Monday, June 11, 2007

"I hate goodbyes"--Lloyd, Dumb and Dumber

My favourite movie is Dumb and Dumber.
One of my favourite scenes, is when Lloyd drops Mary off at the airport and says
uggghh, i HATE good-byes
shhhh...don't say anything...just GO.

I don't think I've done it justice by quoting it in my blog, but hopefully you can visualize it and laugh with me.
I realized this morning that I absolutely HATE saying good-bye.
Mostly because I hate change.
I was having a conversation yesterday with a friend and we were discussing different relationships, friendships and insecurities. Over the last few months I've really come to notice a lot of my own insecurities. I'm someone who needs to know that I'm valued, I need to know that I have a place, and an important place at that, in the lives of those most important to me. I need quality time with people. I need attention...sick I know, but so so true.
Sometimes I feel like a real sissy letting people know my sensitivities and insecurities. I realize we all have them, but at times, I feel like mine are worse than everyone elses.
I also realized that now, more than ever, I care about the relationships that I have.
So much so, that I'm willing to reveal my insecurities. I'm willing to stop retreating. I never really thought I'd ever get to that point. I'm sorta thankful for it. As much as it's a pain in the ass to have to force myself out of my natural instincts, I'm happy to know that some of these relationships will last me, well, hopefully forever.
Even if that's not the case though, I think I've learned for the better.
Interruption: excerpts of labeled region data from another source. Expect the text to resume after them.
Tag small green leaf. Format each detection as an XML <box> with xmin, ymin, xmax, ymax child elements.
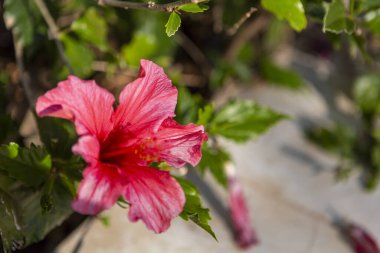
<box><xmin>323</xmin><ymin>0</ymin><xmax>355</xmax><ymax>34</ymax></box>
<box><xmin>0</xmin><ymin>188</ymin><xmax>25</xmax><ymax>252</ymax></box>
<box><xmin>71</xmin><ymin>7</ymin><xmax>108</xmax><ymax>51</ymax></box>
<box><xmin>354</xmin><ymin>74</ymin><xmax>380</xmax><ymax>114</ymax></box>
<box><xmin>209</xmin><ymin>101</ymin><xmax>287</xmax><ymax>142</ymax></box>
<box><xmin>4</xmin><ymin>0</ymin><xmax>35</xmax><ymax>46</ymax></box>
<box><xmin>306</xmin><ymin>124</ymin><xmax>356</xmax><ymax>157</ymax></box>
<box><xmin>364</xmin><ymin>7</ymin><xmax>380</xmax><ymax>36</ymax></box>
<box><xmin>176</xmin><ymin>178</ymin><xmax>216</xmax><ymax>240</ymax></box>
<box><xmin>261</xmin><ymin>59</ymin><xmax>303</xmax><ymax>89</ymax></box>
<box><xmin>359</xmin><ymin>0</ymin><xmax>380</xmax><ymax>12</ymax></box>
<box><xmin>0</xmin><ymin>143</ymin><xmax>52</xmax><ymax>186</ymax></box>
<box><xmin>261</xmin><ymin>0</ymin><xmax>307</xmax><ymax>32</ymax></box>
<box><xmin>198</xmin><ymin>144</ymin><xmax>230</xmax><ymax>188</ymax></box>
<box><xmin>179</xmin><ymin>3</ymin><xmax>208</xmax><ymax>13</ymax></box>
<box><xmin>60</xmin><ymin>34</ymin><xmax>95</xmax><ymax>78</ymax></box>
<box><xmin>197</xmin><ymin>104</ymin><xmax>214</xmax><ymax>127</ymax></box>
<box><xmin>165</xmin><ymin>11</ymin><xmax>181</xmax><ymax>37</ymax></box>
<box><xmin>0</xmin><ymin>174</ymin><xmax>72</xmax><ymax>249</ymax></box>
<box><xmin>37</xmin><ymin>117</ymin><xmax>77</xmax><ymax>159</ymax></box>
<box><xmin>121</xmin><ymin>31</ymin><xmax>159</xmax><ymax>66</ymax></box>
<box><xmin>175</xmin><ymin>86</ymin><xmax>202</xmax><ymax>124</ymax></box>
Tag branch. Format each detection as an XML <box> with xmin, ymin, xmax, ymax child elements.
<box><xmin>34</xmin><ymin>0</ymin><xmax>74</xmax><ymax>74</ymax></box>
<box><xmin>12</xmin><ymin>31</ymin><xmax>37</xmax><ymax>108</ymax></box>
<box><xmin>98</xmin><ymin>0</ymin><xmax>209</xmax><ymax>12</ymax></box>
<box><xmin>227</xmin><ymin>7</ymin><xmax>257</xmax><ymax>36</ymax></box>
<box><xmin>224</xmin><ymin>15</ymin><xmax>268</xmax><ymax>62</ymax></box>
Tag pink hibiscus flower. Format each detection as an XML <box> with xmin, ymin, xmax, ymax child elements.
<box><xmin>36</xmin><ymin>60</ymin><xmax>207</xmax><ymax>233</ymax></box>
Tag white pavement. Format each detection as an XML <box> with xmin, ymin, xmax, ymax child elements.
<box><xmin>57</xmin><ymin>86</ymin><xmax>380</xmax><ymax>253</ymax></box>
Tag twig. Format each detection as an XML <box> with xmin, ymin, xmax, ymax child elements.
<box><xmin>212</xmin><ymin>0</ymin><xmax>224</xmax><ymax>33</ymax></box>
<box><xmin>174</xmin><ymin>32</ymin><xmax>212</xmax><ymax>76</ymax></box>
<box><xmin>97</xmin><ymin>0</ymin><xmax>208</xmax><ymax>12</ymax></box>
<box><xmin>227</xmin><ymin>7</ymin><xmax>257</xmax><ymax>36</ymax></box>
<box><xmin>224</xmin><ymin>15</ymin><xmax>268</xmax><ymax>62</ymax></box>
<box><xmin>12</xmin><ymin>31</ymin><xmax>36</xmax><ymax>108</ymax></box>
<box><xmin>34</xmin><ymin>0</ymin><xmax>74</xmax><ymax>74</ymax></box>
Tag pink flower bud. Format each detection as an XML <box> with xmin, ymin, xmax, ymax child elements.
<box><xmin>346</xmin><ymin>224</ymin><xmax>380</xmax><ymax>253</ymax></box>
<box><xmin>226</xmin><ymin>163</ymin><xmax>259</xmax><ymax>249</ymax></box>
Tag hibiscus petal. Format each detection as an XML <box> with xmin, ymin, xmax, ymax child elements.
<box><xmin>71</xmin><ymin>163</ymin><xmax>122</xmax><ymax>215</ymax></box>
<box><xmin>115</xmin><ymin>60</ymin><xmax>178</xmax><ymax>133</ymax></box>
<box><xmin>149</xmin><ymin>118</ymin><xmax>207</xmax><ymax>168</ymax></box>
<box><xmin>36</xmin><ymin>76</ymin><xmax>115</xmax><ymax>140</ymax></box>
<box><xmin>72</xmin><ymin>135</ymin><xmax>100</xmax><ymax>166</ymax></box>
<box><xmin>124</xmin><ymin>167</ymin><xmax>185</xmax><ymax>233</ymax></box>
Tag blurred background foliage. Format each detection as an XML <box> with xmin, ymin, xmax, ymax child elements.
<box><xmin>0</xmin><ymin>0</ymin><xmax>380</xmax><ymax>252</ymax></box>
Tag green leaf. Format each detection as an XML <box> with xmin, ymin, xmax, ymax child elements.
<box><xmin>4</xmin><ymin>0</ymin><xmax>35</xmax><ymax>46</ymax></box>
<box><xmin>0</xmin><ymin>171</ymin><xmax>72</xmax><ymax>252</ymax></box>
<box><xmin>37</xmin><ymin>117</ymin><xmax>77</xmax><ymax>159</ymax></box>
<box><xmin>354</xmin><ymin>74</ymin><xmax>380</xmax><ymax>114</ymax></box>
<box><xmin>323</xmin><ymin>0</ymin><xmax>355</xmax><ymax>34</ymax></box>
<box><xmin>13</xmin><ymin>178</ymin><xmax>72</xmax><ymax>245</ymax></box>
<box><xmin>198</xmin><ymin>144</ymin><xmax>230</xmax><ymax>188</ymax></box>
<box><xmin>261</xmin><ymin>0</ymin><xmax>307</xmax><ymax>32</ymax></box>
<box><xmin>121</xmin><ymin>31</ymin><xmax>159</xmax><ymax>66</ymax></box>
<box><xmin>0</xmin><ymin>189</ymin><xmax>25</xmax><ymax>252</ymax></box>
<box><xmin>197</xmin><ymin>104</ymin><xmax>214</xmax><ymax>127</ymax></box>
<box><xmin>71</xmin><ymin>7</ymin><xmax>108</xmax><ymax>51</ymax></box>
<box><xmin>261</xmin><ymin>59</ymin><xmax>304</xmax><ymax>89</ymax></box>
<box><xmin>364</xmin><ymin>7</ymin><xmax>380</xmax><ymax>36</ymax></box>
<box><xmin>165</xmin><ymin>11</ymin><xmax>181</xmax><ymax>37</ymax></box>
<box><xmin>60</xmin><ymin>34</ymin><xmax>95</xmax><ymax>78</ymax></box>
<box><xmin>179</xmin><ymin>3</ymin><xmax>208</xmax><ymax>13</ymax></box>
<box><xmin>0</xmin><ymin>143</ymin><xmax>52</xmax><ymax>186</ymax></box>
<box><xmin>306</xmin><ymin>124</ymin><xmax>356</xmax><ymax>158</ymax></box>
<box><xmin>176</xmin><ymin>178</ymin><xmax>216</xmax><ymax>240</ymax></box>
<box><xmin>209</xmin><ymin>101</ymin><xmax>287</xmax><ymax>142</ymax></box>
<box><xmin>175</xmin><ymin>86</ymin><xmax>202</xmax><ymax>124</ymax></box>
<box><xmin>359</xmin><ymin>0</ymin><xmax>380</xmax><ymax>12</ymax></box>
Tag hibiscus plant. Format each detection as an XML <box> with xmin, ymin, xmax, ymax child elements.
<box><xmin>0</xmin><ymin>0</ymin><xmax>380</xmax><ymax>252</ymax></box>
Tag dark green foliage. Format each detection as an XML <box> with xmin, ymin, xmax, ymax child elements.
<box><xmin>210</xmin><ymin>101</ymin><xmax>286</xmax><ymax>142</ymax></box>
<box><xmin>176</xmin><ymin>178</ymin><xmax>216</xmax><ymax>240</ymax></box>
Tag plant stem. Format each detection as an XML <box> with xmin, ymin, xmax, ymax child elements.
<box><xmin>12</xmin><ymin>31</ymin><xmax>36</xmax><ymax>108</ymax></box>
<box><xmin>98</xmin><ymin>0</ymin><xmax>208</xmax><ymax>12</ymax></box>
<box><xmin>34</xmin><ymin>0</ymin><xmax>74</xmax><ymax>74</ymax></box>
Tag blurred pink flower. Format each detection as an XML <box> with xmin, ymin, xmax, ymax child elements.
<box><xmin>36</xmin><ymin>60</ymin><xmax>207</xmax><ymax>233</ymax></box>
<box><xmin>226</xmin><ymin>163</ymin><xmax>259</xmax><ymax>249</ymax></box>
<box><xmin>346</xmin><ymin>224</ymin><xmax>380</xmax><ymax>253</ymax></box>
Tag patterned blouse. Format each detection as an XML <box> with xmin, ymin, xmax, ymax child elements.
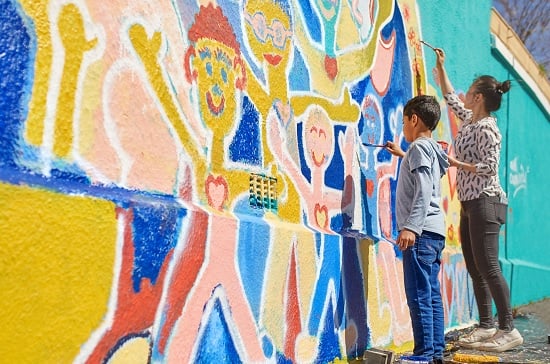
<box><xmin>444</xmin><ymin>92</ymin><xmax>506</xmax><ymax>201</ymax></box>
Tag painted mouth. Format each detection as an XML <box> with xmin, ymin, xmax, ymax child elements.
<box><xmin>264</xmin><ymin>54</ymin><xmax>283</xmax><ymax>66</ymax></box>
<box><xmin>206</xmin><ymin>91</ymin><xmax>225</xmax><ymax>116</ymax></box>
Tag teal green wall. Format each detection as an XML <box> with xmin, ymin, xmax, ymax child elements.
<box><xmin>417</xmin><ymin>1</ymin><xmax>550</xmax><ymax>306</ymax></box>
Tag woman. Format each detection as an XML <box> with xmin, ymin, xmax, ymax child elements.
<box><xmin>435</xmin><ymin>48</ymin><xmax>523</xmax><ymax>352</ymax></box>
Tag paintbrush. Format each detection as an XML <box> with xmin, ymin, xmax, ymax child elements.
<box><xmin>420</xmin><ymin>40</ymin><xmax>435</xmax><ymax>52</ymax></box>
<box><xmin>363</xmin><ymin>143</ymin><xmax>386</xmax><ymax>148</ymax></box>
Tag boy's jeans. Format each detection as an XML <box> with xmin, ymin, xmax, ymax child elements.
<box><xmin>403</xmin><ymin>231</ymin><xmax>445</xmax><ymax>359</ymax></box>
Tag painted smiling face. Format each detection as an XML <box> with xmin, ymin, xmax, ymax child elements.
<box><xmin>184</xmin><ymin>4</ymin><xmax>246</xmax><ymax>137</ymax></box>
<box><xmin>244</xmin><ymin>0</ymin><xmax>292</xmax><ymax>69</ymax></box>
<box><xmin>304</xmin><ymin>107</ymin><xmax>334</xmax><ymax>168</ymax></box>
<box><xmin>192</xmin><ymin>39</ymin><xmax>236</xmax><ymax>129</ymax></box>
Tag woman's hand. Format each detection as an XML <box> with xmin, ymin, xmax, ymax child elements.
<box><xmin>384</xmin><ymin>141</ymin><xmax>405</xmax><ymax>157</ymax></box>
<box><xmin>435</xmin><ymin>48</ymin><xmax>445</xmax><ymax>67</ymax></box>
<box><xmin>395</xmin><ymin>229</ymin><xmax>416</xmax><ymax>251</ymax></box>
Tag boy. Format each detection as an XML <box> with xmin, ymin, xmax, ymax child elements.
<box><xmin>386</xmin><ymin>95</ymin><xmax>449</xmax><ymax>363</ymax></box>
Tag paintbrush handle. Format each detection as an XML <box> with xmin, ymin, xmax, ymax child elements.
<box><xmin>420</xmin><ymin>40</ymin><xmax>435</xmax><ymax>51</ymax></box>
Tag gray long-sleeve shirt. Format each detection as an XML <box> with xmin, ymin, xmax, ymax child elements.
<box><xmin>395</xmin><ymin>137</ymin><xmax>449</xmax><ymax>236</ymax></box>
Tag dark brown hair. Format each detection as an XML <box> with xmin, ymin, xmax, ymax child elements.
<box><xmin>403</xmin><ymin>95</ymin><xmax>441</xmax><ymax>130</ymax></box>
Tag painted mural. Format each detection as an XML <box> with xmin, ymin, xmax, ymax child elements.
<box><xmin>0</xmin><ymin>0</ymin><xmax>474</xmax><ymax>363</ymax></box>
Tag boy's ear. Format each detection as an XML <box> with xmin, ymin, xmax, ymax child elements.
<box><xmin>411</xmin><ymin>114</ymin><xmax>420</xmax><ymax>126</ymax></box>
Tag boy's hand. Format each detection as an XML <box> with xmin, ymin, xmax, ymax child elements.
<box><xmin>395</xmin><ymin>229</ymin><xmax>416</xmax><ymax>250</ymax></box>
<box><xmin>384</xmin><ymin>141</ymin><xmax>405</xmax><ymax>157</ymax></box>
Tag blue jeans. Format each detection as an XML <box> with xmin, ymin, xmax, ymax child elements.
<box><xmin>403</xmin><ymin>231</ymin><xmax>445</xmax><ymax>360</ymax></box>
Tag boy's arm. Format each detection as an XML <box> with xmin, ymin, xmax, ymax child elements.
<box><xmin>395</xmin><ymin>166</ymin><xmax>432</xmax><ymax>250</ymax></box>
<box><xmin>403</xmin><ymin>166</ymin><xmax>432</xmax><ymax>235</ymax></box>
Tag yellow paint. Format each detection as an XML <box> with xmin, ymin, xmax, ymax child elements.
<box><xmin>128</xmin><ymin>24</ymin><xmax>206</xmax><ymax>193</ymax></box>
<box><xmin>0</xmin><ymin>184</ymin><xmax>116</xmax><ymax>363</ymax></box>
<box><xmin>109</xmin><ymin>337</ymin><xmax>151</xmax><ymax>364</ymax></box>
<box><xmin>20</xmin><ymin>0</ymin><xmax>53</xmax><ymax>146</ymax></box>
<box><xmin>54</xmin><ymin>4</ymin><xmax>97</xmax><ymax>157</ymax></box>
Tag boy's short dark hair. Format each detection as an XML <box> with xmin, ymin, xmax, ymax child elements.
<box><xmin>403</xmin><ymin>95</ymin><xmax>441</xmax><ymax>130</ymax></box>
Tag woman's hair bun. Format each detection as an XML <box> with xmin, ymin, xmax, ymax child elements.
<box><xmin>497</xmin><ymin>80</ymin><xmax>511</xmax><ymax>94</ymax></box>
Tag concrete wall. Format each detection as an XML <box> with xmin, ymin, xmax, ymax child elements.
<box><xmin>0</xmin><ymin>0</ymin><xmax>550</xmax><ymax>363</ymax></box>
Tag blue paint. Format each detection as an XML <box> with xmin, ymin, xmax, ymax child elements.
<box><xmin>132</xmin><ymin>204</ymin><xmax>181</xmax><ymax>292</ymax></box>
<box><xmin>342</xmin><ymin>237</ymin><xmax>370</xmax><ymax>356</ymax></box>
<box><xmin>0</xmin><ymin>0</ymin><xmax>36</xmax><ymax>167</ymax></box>
<box><xmin>296</xmin><ymin>122</ymin><xmax>311</xmax><ymax>183</ymax></box>
<box><xmin>315</xmin><ymin>300</ymin><xmax>341</xmax><ymax>363</ymax></box>
<box><xmin>234</xmin><ymin>199</ymin><xmax>270</xmax><ymax>322</ymax></box>
<box><xmin>229</xmin><ymin>96</ymin><xmax>262</xmax><ymax>166</ymax></box>
<box><xmin>288</xmin><ymin>48</ymin><xmax>311</xmax><ymax>91</ymax></box>
<box><xmin>308</xmin><ymin>234</ymin><xmax>343</xmax><ymax>336</ymax></box>
<box><xmin>298</xmin><ymin>0</ymin><xmax>323</xmax><ymax>43</ymax></box>
<box><xmin>325</xmin><ymin>125</ymin><xmax>351</xmax><ymax>190</ymax></box>
<box><xmin>195</xmin><ymin>298</ymin><xmax>242</xmax><ymax>363</ymax></box>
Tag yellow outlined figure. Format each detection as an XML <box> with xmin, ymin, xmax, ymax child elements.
<box><xmin>292</xmin><ymin>0</ymin><xmax>395</xmax><ymax>98</ymax></box>
<box><xmin>20</xmin><ymin>0</ymin><xmax>53</xmax><ymax>146</ymax></box>
<box><xmin>243</xmin><ymin>0</ymin><xmax>359</xmax><ymax>222</ymax></box>
<box><xmin>53</xmin><ymin>4</ymin><xmax>97</xmax><ymax>157</ymax></box>
<box><xmin>133</xmin><ymin>4</ymin><xmax>265</xmax><ymax>362</ymax></box>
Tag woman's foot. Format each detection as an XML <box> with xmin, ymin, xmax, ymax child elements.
<box><xmin>478</xmin><ymin>329</ymin><xmax>523</xmax><ymax>353</ymax></box>
<box><xmin>458</xmin><ymin>327</ymin><xmax>497</xmax><ymax>349</ymax></box>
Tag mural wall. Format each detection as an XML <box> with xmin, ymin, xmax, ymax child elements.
<box><xmin>0</xmin><ymin>0</ymin><xmax>484</xmax><ymax>363</ymax></box>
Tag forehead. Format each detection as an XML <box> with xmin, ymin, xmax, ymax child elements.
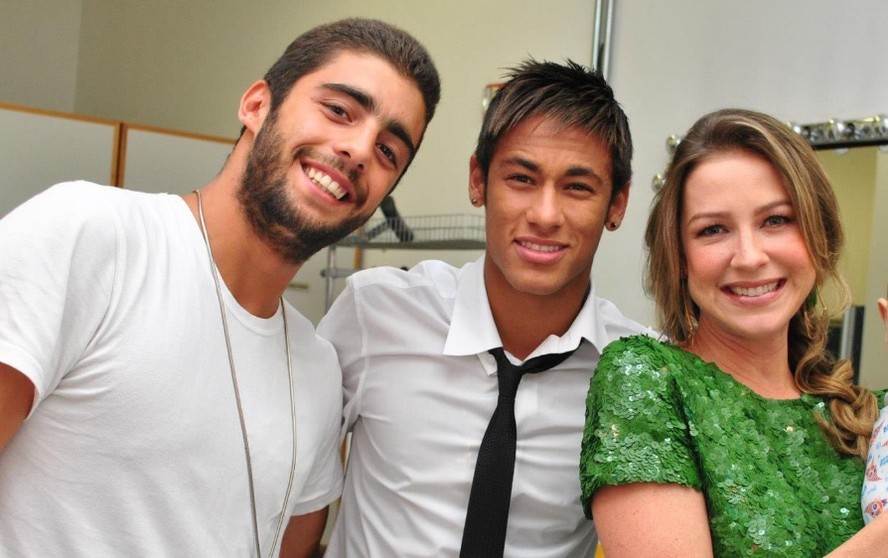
<box><xmin>293</xmin><ymin>51</ymin><xmax>426</xmax><ymax>144</ymax></box>
<box><xmin>682</xmin><ymin>151</ymin><xmax>791</xmax><ymax>218</ymax></box>
<box><xmin>492</xmin><ymin>115</ymin><xmax>611</xmax><ymax>178</ymax></box>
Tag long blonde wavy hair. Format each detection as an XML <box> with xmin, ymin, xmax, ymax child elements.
<box><xmin>645</xmin><ymin>109</ymin><xmax>878</xmax><ymax>459</ymax></box>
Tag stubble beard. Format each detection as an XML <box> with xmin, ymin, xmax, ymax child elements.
<box><xmin>238</xmin><ymin>112</ymin><xmax>370</xmax><ymax>265</ymax></box>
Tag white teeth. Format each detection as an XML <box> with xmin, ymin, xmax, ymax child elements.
<box><xmin>521</xmin><ymin>242</ymin><xmax>560</xmax><ymax>252</ymax></box>
<box><xmin>731</xmin><ymin>283</ymin><xmax>777</xmax><ymax>296</ymax></box>
<box><xmin>307</xmin><ymin>167</ymin><xmax>346</xmax><ymax>200</ymax></box>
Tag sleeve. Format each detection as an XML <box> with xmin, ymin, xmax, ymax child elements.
<box><xmin>580</xmin><ymin>336</ymin><xmax>701</xmax><ymax>517</ymax></box>
<box><xmin>860</xmin><ymin>397</ymin><xmax>888</xmax><ymax>525</ymax></box>
<box><xmin>318</xmin><ymin>276</ymin><xmax>367</xmax><ymax>440</ymax></box>
<box><xmin>0</xmin><ymin>183</ymin><xmax>119</xmax><ymax>412</ymax></box>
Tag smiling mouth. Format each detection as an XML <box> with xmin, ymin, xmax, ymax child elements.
<box><xmin>518</xmin><ymin>241</ymin><xmax>564</xmax><ymax>253</ymax></box>
<box><xmin>728</xmin><ymin>281</ymin><xmax>783</xmax><ymax>298</ymax></box>
<box><xmin>305</xmin><ymin>167</ymin><xmax>348</xmax><ymax>200</ymax></box>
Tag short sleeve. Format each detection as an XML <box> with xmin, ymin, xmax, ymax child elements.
<box><xmin>860</xmin><ymin>397</ymin><xmax>888</xmax><ymax>525</ymax></box>
<box><xmin>580</xmin><ymin>336</ymin><xmax>701</xmax><ymax>517</ymax></box>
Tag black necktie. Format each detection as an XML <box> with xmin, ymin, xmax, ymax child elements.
<box><xmin>459</xmin><ymin>348</ymin><xmax>573</xmax><ymax>558</ymax></box>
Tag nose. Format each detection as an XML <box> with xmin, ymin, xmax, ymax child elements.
<box><xmin>731</xmin><ymin>231</ymin><xmax>768</xmax><ymax>268</ymax></box>
<box><xmin>527</xmin><ymin>184</ymin><xmax>564</xmax><ymax>230</ymax></box>
<box><xmin>334</xmin><ymin>126</ymin><xmax>377</xmax><ymax>173</ymax></box>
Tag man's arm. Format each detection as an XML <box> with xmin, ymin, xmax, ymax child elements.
<box><xmin>280</xmin><ymin>508</ymin><xmax>328</xmax><ymax>558</ymax></box>
<box><xmin>0</xmin><ymin>362</ymin><xmax>34</xmax><ymax>452</ymax></box>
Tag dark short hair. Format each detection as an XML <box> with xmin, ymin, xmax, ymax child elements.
<box><xmin>264</xmin><ymin>18</ymin><xmax>441</xmax><ymax>124</ymax></box>
<box><xmin>475</xmin><ymin>59</ymin><xmax>632</xmax><ymax>196</ymax></box>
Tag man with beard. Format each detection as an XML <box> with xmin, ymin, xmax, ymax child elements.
<box><xmin>0</xmin><ymin>19</ymin><xmax>440</xmax><ymax>557</ymax></box>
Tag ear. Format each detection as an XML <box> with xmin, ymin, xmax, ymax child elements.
<box><xmin>469</xmin><ymin>155</ymin><xmax>487</xmax><ymax>207</ymax></box>
<box><xmin>605</xmin><ymin>183</ymin><xmax>631</xmax><ymax>226</ymax></box>
<box><xmin>237</xmin><ymin>80</ymin><xmax>271</xmax><ymax>136</ymax></box>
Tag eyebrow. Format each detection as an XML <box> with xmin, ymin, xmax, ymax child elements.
<box><xmin>321</xmin><ymin>83</ymin><xmax>416</xmax><ymax>160</ymax></box>
<box><xmin>503</xmin><ymin>157</ymin><xmax>604</xmax><ymax>183</ymax></box>
<box><xmin>687</xmin><ymin>200</ymin><xmax>792</xmax><ymax>224</ymax></box>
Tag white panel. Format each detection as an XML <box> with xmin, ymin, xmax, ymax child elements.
<box><xmin>0</xmin><ymin>107</ymin><xmax>115</xmax><ymax>217</ymax></box>
<box><xmin>121</xmin><ymin>128</ymin><xmax>234</xmax><ymax>194</ymax></box>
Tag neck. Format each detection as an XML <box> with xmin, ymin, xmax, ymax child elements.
<box><xmin>685</xmin><ymin>323</ymin><xmax>801</xmax><ymax>399</ymax></box>
<box><xmin>485</xmin><ymin>264</ymin><xmax>591</xmax><ymax>360</ymax></box>
<box><xmin>183</xmin><ymin>166</ymin><xmax>299</xmax><ymax>318</ymax></box>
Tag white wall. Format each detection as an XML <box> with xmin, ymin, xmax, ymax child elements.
<box><xmin>608</xmin><ymin>0</ymin><xmax>888</xmax><ymax>387</ymax></box>
<box><xmin>0</xmin><ymin>0</ymin><xmax>81</xmax><ymax>112</ymax></box>
<box><xmin>0</xmin><ymin>0</ymin><xmax>888</xmax><ymax>385</ymax></box>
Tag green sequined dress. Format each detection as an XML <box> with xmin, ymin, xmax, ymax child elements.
<box><xmin>580</xmin><ymin>336</ymin><xmax>864</xmax><ymax>556</ymax></box>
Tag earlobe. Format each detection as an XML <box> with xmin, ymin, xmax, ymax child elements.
<box><xmin>607</xmin><ymin>184</ymin><xmax>629</xmax><ymax>226</ymax></box>
<box><xmin>238</xmin><ymin>80</ymin><xmax>271</xmax><ymax>135</ymax></box>
<box><xmin>469</xmin><ymin>155</ymin><xmax>485</xmax><ymax>207</ymax></box>
<box><xmin>878</xmin><ymin>298</ymin><xmax>888</xmax><ymax>327</ymax></box>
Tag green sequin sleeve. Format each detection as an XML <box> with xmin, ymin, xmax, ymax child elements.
<box><xmin>580</xmin><ymin>335</ymin><xmax>701</xmax><ymax>517</ymax></box>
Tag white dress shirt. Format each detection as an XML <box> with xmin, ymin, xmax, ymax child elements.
<box><xmin>318</xmin><ymin>256</ymin><xmax>648</xmax><ymax>558</ymax></box>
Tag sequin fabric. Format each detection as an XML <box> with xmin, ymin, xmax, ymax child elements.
<box><xmin>580</xmin><ymin>336</ymin><xmax>864</xmax><ymax>556</ymax></box>
<box><xmin>860</xmin><ymin>400</ymin><xmax>888</xmax><ymax>523</ymax></box>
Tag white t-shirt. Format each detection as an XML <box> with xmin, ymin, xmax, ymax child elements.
<box><xmin>318</xmin><ymin>257</ymin><xmax>648</xmax><ymax>558</ymax></box>
<box><xmin>0</xmin><ymin>183</ymin><xmax>341</xmax><ymax>557</ymax></box>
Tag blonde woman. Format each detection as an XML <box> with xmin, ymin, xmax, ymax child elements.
<box><xmin>580</xmin><ymin>109</ymin><xmax>888</xmax><ymax>558</ymax></box>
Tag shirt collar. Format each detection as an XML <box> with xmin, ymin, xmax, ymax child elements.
<box><xmin>444</xmin><ymin>256</ymin><xmax>608</xmax><ymax>358</ymax></box>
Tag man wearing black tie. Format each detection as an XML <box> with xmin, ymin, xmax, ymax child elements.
<box><xmin>319</xmin><ymin>61</ymin><xmax>645</xmax><ymax>558</ymax></box>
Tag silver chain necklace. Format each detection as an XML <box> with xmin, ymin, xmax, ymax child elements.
<box><xmin>194</xmin><ymin>190</ymin><xmax>296</xmax><ymax>558</ymax></box>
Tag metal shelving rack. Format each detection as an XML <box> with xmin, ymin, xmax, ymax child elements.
<box><xmin>324</xmin><ymin>214</ymin><xmax>486</xmax><ymax>310</ymax></box>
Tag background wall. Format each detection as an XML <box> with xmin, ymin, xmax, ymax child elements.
<box><xmin>0</xmin><ymin>0</ymin><xmax>81</xmax><ymax>112</ymax></box>
<box><xmin>0</xmin><ymin>0</ymin><xmax>888</xmax><ymax>386</ymax></box>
My mom always said:

it's better to have loved and lost than to never have loved at all

I used to NEVER agree with this, but now I'm beginning to see the advantage. Even losing the risk you took on someone, leaves you knowing that you can do it. It is sucky when you feel rejected and hurt, but knowing that you can work past that is worth it.
I realized today, that I'm really going to miss you this summer. I know that I have an exceptional community up north, but it's hard to leave it here. Even with some of my closest community up there, it's not the same, and I'm desparately going to miss that.
I had to say goodbye to the cleaning girls today, they are fun and we talk everytime they are in. I almost cried saying goodbye and I don't even know their last names!
I realized that this year it's going to be rough leaving.
Worse than any year in the past.
It sucks.

1 comment:

Melanie said...

i love dumb and dumber. and i am so glad that we are friends now. i like that you are honest and real, thats a awesome trait. have a blast at camp.